FDA SaMD Compliance for Adaptive Agentic Systems

Category III/IV

Likely SaMD classification for clinical agentic systems

Agentic systems that participate in diagnosis, treatment recommendation, or care delivery typically classify as Category III or IV SaMD under the IMDRF framework. The 2024 final guidance on Predetermined Change Control Plans for AI-enabled device software provides the regulatory opening for adaptive systems, but only if the change surface is bounded at design time. This article explains why agentic systems trigger SaMD classification, what 21 CFR Part 11 requires of agent audit trails, how IEC 62304 software lifecycle obligations translate to multi-agent verification testing, what a Predetermined Change Control Plan can and cannot cover for agentic systems, and how ISO 14971 risk management handles agentic-specific hazards including hallucinated tool calls, multi-agent feedback loops, and planning failures under uncommon inputs.

The FDA's Software as a Medical Device classification, finalized through the IMDRF framework and operationalized in the US under 21 CFR 807 and FDA guidance, defines four categories of SaMD based on the significance of information provided to the healthcare decision and the state of the healthcare situation.
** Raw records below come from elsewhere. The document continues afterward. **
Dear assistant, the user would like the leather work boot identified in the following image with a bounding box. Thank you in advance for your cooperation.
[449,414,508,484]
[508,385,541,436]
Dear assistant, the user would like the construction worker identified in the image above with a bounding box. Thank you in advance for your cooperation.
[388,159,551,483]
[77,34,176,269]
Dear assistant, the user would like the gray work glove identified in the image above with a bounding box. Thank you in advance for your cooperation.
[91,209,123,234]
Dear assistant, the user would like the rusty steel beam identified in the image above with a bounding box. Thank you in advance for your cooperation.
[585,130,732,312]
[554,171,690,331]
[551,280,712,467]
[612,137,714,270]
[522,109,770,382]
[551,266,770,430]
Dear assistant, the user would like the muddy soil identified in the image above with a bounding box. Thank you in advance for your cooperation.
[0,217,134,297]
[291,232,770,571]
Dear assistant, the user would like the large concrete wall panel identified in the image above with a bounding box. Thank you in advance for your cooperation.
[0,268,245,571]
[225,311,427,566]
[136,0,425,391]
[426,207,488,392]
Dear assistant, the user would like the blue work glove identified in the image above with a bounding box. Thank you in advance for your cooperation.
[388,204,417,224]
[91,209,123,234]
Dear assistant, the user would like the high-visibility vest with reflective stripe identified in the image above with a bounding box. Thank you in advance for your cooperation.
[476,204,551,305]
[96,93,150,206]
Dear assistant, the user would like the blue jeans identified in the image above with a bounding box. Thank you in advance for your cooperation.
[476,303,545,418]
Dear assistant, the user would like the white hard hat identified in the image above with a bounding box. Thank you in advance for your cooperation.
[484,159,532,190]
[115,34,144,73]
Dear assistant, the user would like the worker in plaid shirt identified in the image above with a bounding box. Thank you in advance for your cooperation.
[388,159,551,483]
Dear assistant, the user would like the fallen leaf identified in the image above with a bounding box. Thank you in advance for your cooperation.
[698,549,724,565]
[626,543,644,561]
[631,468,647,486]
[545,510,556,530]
Agentic systems that participate in diagnosis, treatment recommendation, or care delivery are most likely to land in Category III or IV. The compliance bar is substantially higher than for software that supports human decisions without participating in them.

Agentic systems pose a specific compliance problem the SaMD framework was not originally designed for: the software changes its behavior in ways that the manufacturer did not pre-specify, in response to inputs from the operating environment. This is the central tension between agentic autonomy and SaMD's deterministic-software heritage. The FDA's 2024 final guidance on Predetermined Change Control Plans provides the architectural opening for resolving it.

Why Agentic Systems Trigger SaMD Classification

SaMD is software intended to be used for medical purposes that performs those purposes without being part of a hardware medical device. An agentic system that reads a patient's clinical history and recommends a treatment is performing a medical purpose. An agentic system that triages incoming patient messages and routes them to clinical staff based on inferred urgency is performing a medical purpose. An agentic system that interacts with patients to gather symptom information is performing a medical purpose, even if a clinician reviews the output before any action is taken.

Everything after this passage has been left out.